A hair appointment on a Sunday morning is a squeeze for me but sometimes I have no choice because I am busy working full-time and then I have other personal commitments chasing after me. By the time I get myself to the hair salon, I am usually in bad shape. This past Sunday I was just happy to be there and let my hairdresser do what she does best.
Things were going along much as they usually do: the sweet acidic smells of shampoo and hairspray, dance music pulsing in the air, chit chat and catch-up time about families and other stuff and then on to the more serious business of what I want done to my hair.
While waiting for the haircolor to grab onto my head of gray hairs and casually checking my iPhone, the talented Asian woman who always brings my hair back to life told me that right now, right as she was working on my hair, her mother, whom she had not see in almost ten years, was landing at Dulles International Airport.

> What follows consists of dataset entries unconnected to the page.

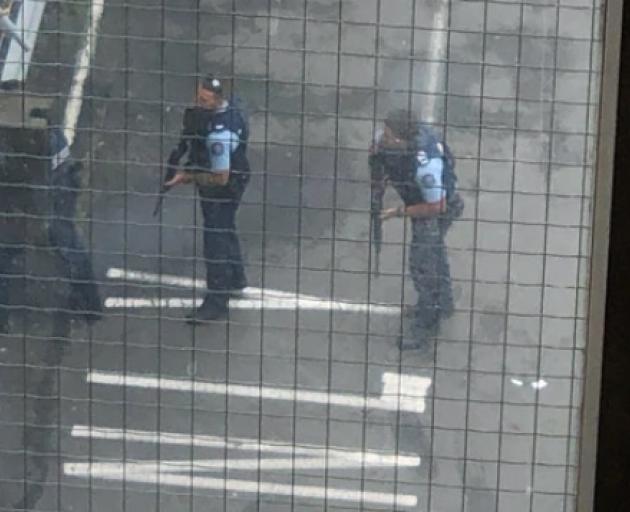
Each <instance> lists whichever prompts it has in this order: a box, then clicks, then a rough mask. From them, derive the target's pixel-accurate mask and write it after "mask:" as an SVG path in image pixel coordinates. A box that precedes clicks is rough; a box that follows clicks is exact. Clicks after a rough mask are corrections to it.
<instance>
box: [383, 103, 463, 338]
mask: <svg viewBox="0 0 630 512" xmlns="http://www.w3.org/2000/svg"><path fill="white" fill-rule="evenodd" d="M371 152H372V154H373V157H375V158H377V159H378V161H379V162H380V163H381V164H382V166H383V169H384V176H385V180H386V182H387V183H389V184H391V185H392V186H393V187H394V189H395V190H396V192H397V193H398V195H399V197H400V199H401V200H402V202H403V204H402V205H400V206H398V207H397V208H389V209H385V210H383V211H382V213H381V219H383V220H387V219H391V218H395V217H408V218H410V219H411V226H412V233H413V234H412V239H411V245H410V247H409V268H410V271H411V277H412V280H413V284H414V288H415V289H416V292H417V294H418V300H417V303H416V305H415V308H414V309H413V311H412V315H411V316H412V322H411V323H412V325H411V329H410V331H411V332H410V333H409V334H405V335H403V336H402V337H401V338H400V340H399V344H400V348H401V349H417V348H423V347H427V346H428V340H429V338H430V337H432V336H434V335H435V334H437V331H438V329H439V325H440V321H441V319H443V318H445V317H447V316H449V315H450V314H451V313H452V311H453V295H452V290H451V278H450V269H449V264H448V259H447V253H446V246H445V244H444V234H445V229H444V222H443V221H444V220H445V217H446V209H447V201H446V190H445V186H444V183H443V174H444V173H443V171H444V166H445V162H446V159H445V152H444V144H443V143H442V142H441V141H440V139H439V138H438V137H437V136H436V134H435V133H434V132H433V131H432V130H431V128H430V127H428V126H427V125H425V124H423V123H420V122H419V121H418V120H417V118H416V117H415V115H414V114H413V113H412V112H409V111H407V110H395V111H393V112H391V113H390V114H389V115H388V116H387V119H386V120H385V123H384V128H383V131H382V133H381V134H380V135H379V136H378V137H377V140H376V141H375V144H374V145H373V147H372V151H371Z"/></svg>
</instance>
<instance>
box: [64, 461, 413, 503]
mask: <svg viewBox="0 0 630 512" xmlns="http://www.w3.org/2000/svg"><path fill="white" fill-rule="evenodd" d="M64 472H65V474H66V475H69V476H75V477H82V478H102V479H104V480H114V481H123V480H124V481H125V482H136V483H146V484H152V485H167V486H169V485H170V486H175V487H185V488H187V489H190V488H193V489H216V490H221V491H229V492H251V493H256V494H274V495H281V496H299V497H301V498H313V499H328V500H336V501H352V502H363V503H370V504H374V505H385V506H388V507H415V506H416V505H417V502H418V499H417V497H416V496H414V495H410V494H389V493H381V492H370V491H355V490H352V489H339V488H331V487H317V486H310V485H286V484H276V483H271V482H259V481H251V480H236V479H232V478H230V479H224V478H210V477H205V476H191V475H190V474H188V475H179V474H171V473H169V472H165V471H159V470H158V469H157V466H155V467H154V469H153V471H151V470H148V469H147V468H146V467H143V466H142V463H141V464H134V463H124V464H120V463H70V464H64Z"/></svg>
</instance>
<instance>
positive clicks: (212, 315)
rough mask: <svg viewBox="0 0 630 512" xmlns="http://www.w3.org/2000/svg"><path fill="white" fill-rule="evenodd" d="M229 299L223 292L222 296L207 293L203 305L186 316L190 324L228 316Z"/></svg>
mask: <svg viewBox="0 0 630 512" xmlns="http://www.w3.org/2000/svg"><path fill="white" fill-rule="evenodd" d="M227 312H228V300H227V297H224V296H223V294H221V297H218V296H213V295H206V298H205V299H204V300H203V303H202V304H201V306H199V307H198V308H197V309H195V310H194V311H193V312H192V313H190V314H188V315H187V316H186V320H187V322H188V323H189V324H191V325H195V324H198V323H202V322H212V321H213V320H221V319H223V318H225V317H226V316H227Z"/></svg>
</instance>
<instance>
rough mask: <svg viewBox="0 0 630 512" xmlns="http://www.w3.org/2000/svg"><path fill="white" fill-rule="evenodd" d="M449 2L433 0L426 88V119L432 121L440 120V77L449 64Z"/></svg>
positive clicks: (436, 120) (441, 89)
mask: <svg viewBox="0 0 630 512" xmlns="http://www.w3.org/2000/svg"><path fill="white" fill-rule="evenodd" d="M449 3H450V2H449V0H436V1H434V2H433V5H434V6H435V12H434V13H433V26H432V27H431V37H430V39H429V62H428V68H429V73H428V77H429V83H428V84H427V89H426V90H427V91H428V93H429V97H428V106H427V109H426V112H427V118H426V120H427V121H429V122H432V123H438V122H440V120H439V119H438V111H437V108H436V105H437V99H438V97H439V98H443V96H442V88H441V86H442V84H440V77H442V76H445V73H442V69H443V68H444V67H445V66H447V65H448V64H447V63H446V61H445V59H446V57H447V55H444V54H445V50H446V48H447V46H448V45H447V43H448V38H449V32H448V22H449V19H448V18H449Z"/></svg>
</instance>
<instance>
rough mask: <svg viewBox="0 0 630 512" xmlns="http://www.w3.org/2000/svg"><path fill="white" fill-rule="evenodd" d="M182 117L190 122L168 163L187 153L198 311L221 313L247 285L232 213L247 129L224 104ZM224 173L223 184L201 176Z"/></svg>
mask: <svg viewBox="0 0 630 512" xmlns="http://www.w3.org/2000/svg"><path fill="white" fill-rule="evenodd" d="M188 115H190V116H191V117H194V119H193V120H192V121H190V122H187V121H186V120H185V121H184V125H185V127H184V136H183V137H182V141H181V142H180V146H179V147H178V150H179V151H178V150H175V152H177V154H175V152H174V154H172V155H171V158H170V159H169V163H170V164H171V165H173V164H176V163H177V162H178V160H179V158H181V156H183V154H184V153H185V152H186V151H188V162H187V163H186V166H185V167H186V170H187V171H189V172H193V173H194V176H195V182H196V184H197V188H198V190H199V196H200V198H201V209H202V212H203V221H204V259H205V261H206V282H207V288H208V294H207V296H206V300H205V301H204V306H202V307H206V308H210V309H213V310H214V311H216V312H221V311H225V310H227V306H228V300H229V295H230V293H232V292H233V291H235V290H242V289H243V288H245V287H246V285H247V280H246V276H245V271H244V268H243V258H242V253H241V246H240V243H239V239H238V236H237V233H236V212H237V210H238V207H239V203H240V200H241V198H242V196H243V193H244V191H245V187H246V185H247V183H248V182H249V178H250V167H249V162H248V160H247V141H248V139H249V129H248V126H247V121H246V120H245V116H244V114H243V112H242V111H241V110H240V109H239V108H238V107H236V106H234V105H232V104H230V103H227V104H226V105H225V106H224V107H222V108H220V109H217V110H214V111H211V110H208V109H202V108H195V109H190V110H189V111H188ZM186 125H188V126H186ZM226 169H229V170H230V175H229V179H228V183H227V184H226V185H225V186H219V185H209V184H205V183H204V175H207V174H206V173H213V172H218V171H224V170H226Z"/></svg>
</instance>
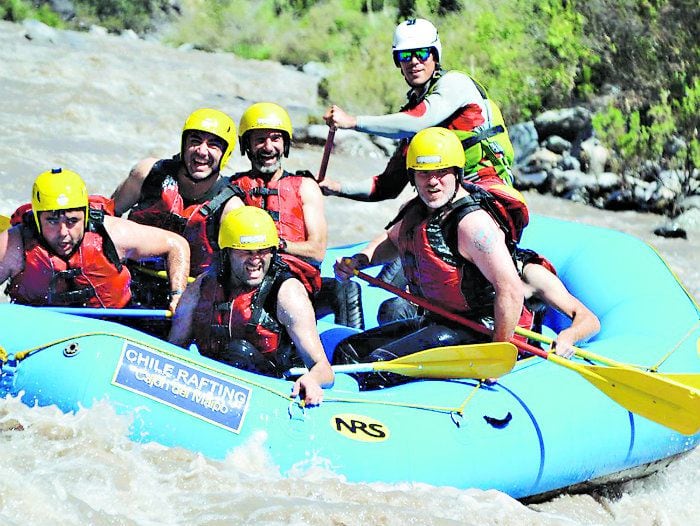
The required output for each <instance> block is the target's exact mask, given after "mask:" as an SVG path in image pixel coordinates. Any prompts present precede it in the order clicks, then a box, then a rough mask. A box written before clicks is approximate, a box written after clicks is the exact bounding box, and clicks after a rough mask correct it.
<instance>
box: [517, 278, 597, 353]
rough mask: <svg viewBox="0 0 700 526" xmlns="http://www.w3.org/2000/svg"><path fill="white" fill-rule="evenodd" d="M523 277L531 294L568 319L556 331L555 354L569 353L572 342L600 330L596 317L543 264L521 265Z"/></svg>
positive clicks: (571, 352) (586, 338)
mask: <svg viewBox="0 0 700 526" xmlns="http://www.w3.org/2000/svg"><path fill="white" fill-rule="evenodd" d="M523 279H524V281H525V283H526V284H527V286H528V287H529V288H531V290H532V294H533V295H534V296H537V297H538V298H540V299H541V300H543V301H544V302H546V303H547V305H550V306H551V307H553V308H555V309H557V310H558V311H559V312H561V313H562V314H564V315H565V316H567V317H568V318H569V319H570V320H571V325H570V326H569V327H567V328H566V329H564V330H562V331H560V332H559V334H558V335H557V338H556V340H555V343H556V345H555V346H554V348H555V351H556V353H557V354H561V355H563V356H566V357H569V356H571V355H572V354H573V353H574V349H573V345H574V344H575V343H577V342H580V341H582V340H585V339H587V338H590V337H591V336H593V335H594V334H596V333H597V332H598V331H599V330H600V320H599V319H598V317H597V316H596V315H595V314H593V312H592V311H591V310H590V309H588V308H587V307H586V306H585V305H584V304H583V303H582V302H581V301H580V300H579V299H578V298H576V297H575V296H574V295H572V294H571V293H570V292H569V291H568V290H567V288H566V286H565V285H564V283H562V281H561V280H560V279H559V278H558V277H557V276H556V275H554V274H552V273H551V272H550V271H549V270H547V269H546V268H544V267H543V266H541V265H537V264H528V265H525V268H524V269H523Z"/></svg>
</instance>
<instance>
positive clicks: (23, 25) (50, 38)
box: [22, 18, 59, 44]
mask: <svg viewBox="0 0 700 526" xmlns="http://www.w3.org/2000/svg"><path fill="white" fill-rule="evenodd" d="M22 26H23V27H24V29H25V33H24V36H25V37H26V38H27V40H32V41H35V42H42V43H50V44H55V43H56V42H58V40H59V33H58V31H56V30H55V29H54V28H52V27H49V26H47V25H46V24H44V23H43V22H39V21H38V20H34V19H31V18H27V19H26V20H24V21H22Z"/></svg>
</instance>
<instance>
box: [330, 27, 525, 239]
mask: <svg viewBox="0 0 700 526" xmlns="http://www.w3.org/2000/svg"><path fill="white" fill-rule="evenodd" d="M392 55H393V58H394V63H395V64H396V66H397V68H399V69H400V71H401V74H402V75H403V77H404V79H405V81H406V83H407V84H408V85H409V87H410V90H409V92H408V102H407V103H406V105H405V106H404V107H403V108H402V109H401V110H400V111H399V112H398V113H392V114H387V115H377V116H370V115H362V116H353V115H350V114H348V113H347V112H345V111H344V110H342V109H341V108H339V107H338V106H335V105H333V106H331V107H330V108H329V109H328V110H327V111H326V113H325V115H324V119H325V120H326V122H327V123H328V125H329V126H333V127H336V128H346V129H354V130H357V131H361V132H365V133H371V134H374V135H379V136H383V137H389V138H392V139H400V140H401V142H400V144H399V147H398V148H397V150H396V152H395V153H394V155H393V156H392V158H391V159H390V161H389V163H388V165H387V167H386V169H385V170H384V172H383V173H381V174H380V175H377V176H375V177H373V178H370V179H365V180H361V181H349V182H343V183H342V184H341V183H340V182H338V181H334V180H332V179H328V178H326V179H325V180H324V181H323V182H321V183H320V185H321V188H322V190H323V192H324V193H325V194H327V195H338V196H342V197H347V198H350V199H356V200H360V201H382V200H385V199H393V198H395V197H398V195H399V194H400V193H401V191H402V190H403V189H404V188H405V187H406V185H407V184H408V182H409V181H408V177H407V171H406V166H405V164H406V163H405V161H406V150H407V148H408V142H409V140H410V138H411V137H413V136H414V135H415V134H416V132H418V131H419V130H422V129H424V128H428V127H430V126H441V127H444V128H448V129H451V130H455V132H456V133H457V135H458V137H459V139H460V141H462V146H463V149H464V152H465V164H464V181H465V182H466V183H474V184H477V185H479V186H481V187H483V188H485V189H487V190H489V192H490V193H491V194H492V195H493V196H494V198H495V201H494V206H495V208H496V210H497V211H498V216H497V218H498V220H499V222H501V223H502V224H503V227H504V229H505V230H506V232H508V235H509V236H510V237H511V239H512V240H513V242H517V241H519V239H520V235H521V233H522V230H523V228H525V226H526V225H527V223H528V221H529V214H528V209H527V205H526V203H525V200H524V198H523V197H522V195H520V193H519V192H517V191H516V190H515V189H514V188H513V187H512V174H511V170H510V165H511V163H512V161H513V156H514V152H513V146H512V144H511V142H510V139H509V137H508V131H507V130H506V126H505V123H504V121H503V116H502V115H501V111H500V109H499V108H498V106H496V104H495V103H494V102H493V101H492V100H491V99H489V98H488V96H487V94H486V91H485V90H484V89H483V87H482V86H481V85H480V84H479V83H478V82H476V81H475V80H474V79H472V78H471V77H470V76H469V75H467V74H466V73H463V72H460V71H455V70H452V71H445V70H443V69H442V68H441V66H440V62H441V60H442V55H443V53H442V44H441V42H440V37H439V35H438V31H437V29H436V28H435V26H434V25H433V24H432V23H431V22H429V21H428V20H425V19H422V18H416V19H410V20H406V21H404V22H402V23H400V24H399V25H398V26H397V27H396V29H395V31H394V39H393V44H392Z"/></svg>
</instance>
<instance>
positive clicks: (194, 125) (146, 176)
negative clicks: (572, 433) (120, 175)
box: [112, 108, 241, 276]
mask: <svg viewBox="0 0 700 526" xmlns="http://www.w3.org/2000/svg"><path fill="white" fill-rule="evenodd" d="M235 147H236V126H235V124H234V122H233V120H232V119H231V117H229V116H228V115H226V114H225V113H223V112H221V111H219V110H214V109H210V108H201V109H198V110H196V111H194V112H192V114H191V115H190V116H189V117H188V118H187V120H186V121H185V124H184V126H183V128H182V137H181V143H180V153H179V154H177V155H175V156H174V157H173V158H172V159H160V160H159V159H155V158H152V157H151V158H147V159H144V160H142V161H140V162H139V163H137V164H136V166H134V168H132V170H131V172H130V173H129V176H128V177H127V178H126V179H125V180H124V181H123V182H122V183H121V184H120V185H119V186H118V187H117V189H116V190H115V192H114V194H113V195H112V198H113V199H114V204H115V211H116V213H117V214H118V215H121V214H123V213H125V212H127V211H129V219H131V220H132V221H136V222H137V223H141V224H145V225H151V226H157V227H160V228H164V229H166V230H170V231H172V232H176V233H177V234H180V235H182V236H183V237H185V239H187V241H189V243H190V248H191V264H190V268H191V272H192V274H193V275H195V276H197V275H199V274H200V273H202V272H203V271H204V270H206V269H207V267H208V266H209V265H210V264H211V261H212V254H213V253H214V250H215V249H216V246H215V244H216V232H217V231H218V226H219V220H220V217H221V215H222V210H223V209H224V208H225V207H226V206H230V207H233V206H234V205H233V203H229V201H230V200H231V198H232V197H233V195H234V194H233V192H232V191H230V189H229V190H227V189H226V186H227V185H226V181H225V180H224V179H222V178H220V177H219V173H220V171H221V170H223V168H224V167H225V166H226V163H227V162H228V160H229V158H230V157H231V154H232V153H233V150H234V149H235ZM234 202H237V206H240V205H241V202H240V200H238V199H237V198H236V199H234Z"/></svg>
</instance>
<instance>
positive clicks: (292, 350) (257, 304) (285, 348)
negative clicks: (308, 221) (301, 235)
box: [169, 206, 333, 405]
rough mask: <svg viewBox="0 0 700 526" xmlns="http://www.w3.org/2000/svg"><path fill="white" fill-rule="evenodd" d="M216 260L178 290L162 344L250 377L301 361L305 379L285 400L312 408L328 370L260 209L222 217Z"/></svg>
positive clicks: (302, 293)
mask: <svg viewBox="0 0 700 526" xmlns="http://www.w3.org/2000/svg"><path fill="white" fill-rule="evenodd" d="M218 243H219V246H220V247H221V249H222V250H221V253H220V257H219V258H218V259H217V262H216V264H215V265H213V266H212V268H210V269H209V270H207V272H205V273H204V274H202V275H200V276H199V277H198V278H197V279H196V280H195V282H194V283H192V284H191V285H190V286H189V287H188V288H187V290H186V292H185V294H184V295H183V297H182V301H181V302H180V305H179V306H178V310H177V312H176V313H175V317H174V319H173V323H172V327H171V330H170V337H169V339H170V341H171V342H173V343H175V344H176V345H181V346H187V345H189V344H190V343H191V342H192V341H194V343H196V344H197V347H198V349H199V351H200V353H202V354H203V355H205V356H209V357H210V358H213V359H215V360H219V361H221V362H225V363H228V364H230V365H234V366H236V367H240V368H243V369H247V370H250V371H252V372H258V373H261V374H268V375H273V376H281V375H282V373H283V372H284V371H286V370H287V369H289V367H291V366H292V365H296V363H297V362H299V361H302V362H303V363H304V365H306V367H308V369H309V372H308V373H307V374H305V375H303V376H302V377H300V378H299V379H298V380H297V381H296V382H295V384H294V387H293V389H292V394H293V395H294V396H296V395H299V394H300V395H301V396H302V397H303V398H304V400H305V401H306V403H307V404H310V405H317V404H319V403H320V402H321V400H322V398H323V390H322V387H327V386H330V385H332V384H333V371H332V369H331V368H330V364H329V363H328V359H327V358H326V354H325V352H324V350H323V346H322V345H321V340H320V338H319V336H318V332H317V330H316V319H315V315H314V310H313V307H312V305H311V301H310V300H309V297H308V294H306V293H305V289H304V285H302V283H301V282H300V281H299V279H297V278H296V277H295V275H294V274H292V273H291V272H290V270H289V267H287V265H286V264H285V263H284V262H282V260H281V259H280V258H279V256H278V254H277V250H278V246H279V235H278V234H277V227H276V226H275V223H274V221H273V220H272V217H270V215H269V214H268V213H267V212H265V211H264V210H262V209H260V208H257V207H253V206H243V207H240V208H237V209H235V210H233V211H231V212H229V213H227V214H226V216H224V218H223V220H222V223H221V229H220V230H219V236H218Z"/></svg>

“Oh no. I’m sorry,” I said. “I could have made my appointment for another time. You should have taken today off to go to the airport to meet your Mom.”
“No. That’s okay,” the hairdresser said. “My brother is picking her up and besides, I have appointments for the afternoon so I will see my mom later today. She is coming to visit because today is special. It’s the 19th anniversary of my father’s death.”
We looked at each other in the mirror. She nodded her head and raised her eyebrows indicating, yes, it’s true. Now I really felt bad. She was not only working while her mother was arriving at the airport but her father died on this date 19 years ago.
But she wasn’t upset. She smiled and continued to work on my hair as she talked about her Dad and how he was a doctor and how even though he knew better he made a lot of bad health choices for himself which caused his death while he was in his 60’s.
I didn’t interrupt her or ask questions. I listened quietly as I could tell that while she was talking about her Dad that she was re-living memories of him and that was providing comfort.
This may sound like it was a sad conversation but it really wasn’t sad or depressing. Not at all.
In fact, it brought home to me the need that we all feel within ourselves to connect with each other; spontaneously, even while doing routine things and how we yearn to feel that our life experiences are bigger than ourselves.
Listening and receiving the stories of others can happen anywhere at anytime — even in a fog of hairspray — and those same stories can offer us valuable insight about how another person acknowledges and handles the pain of loss and then learns to honor it.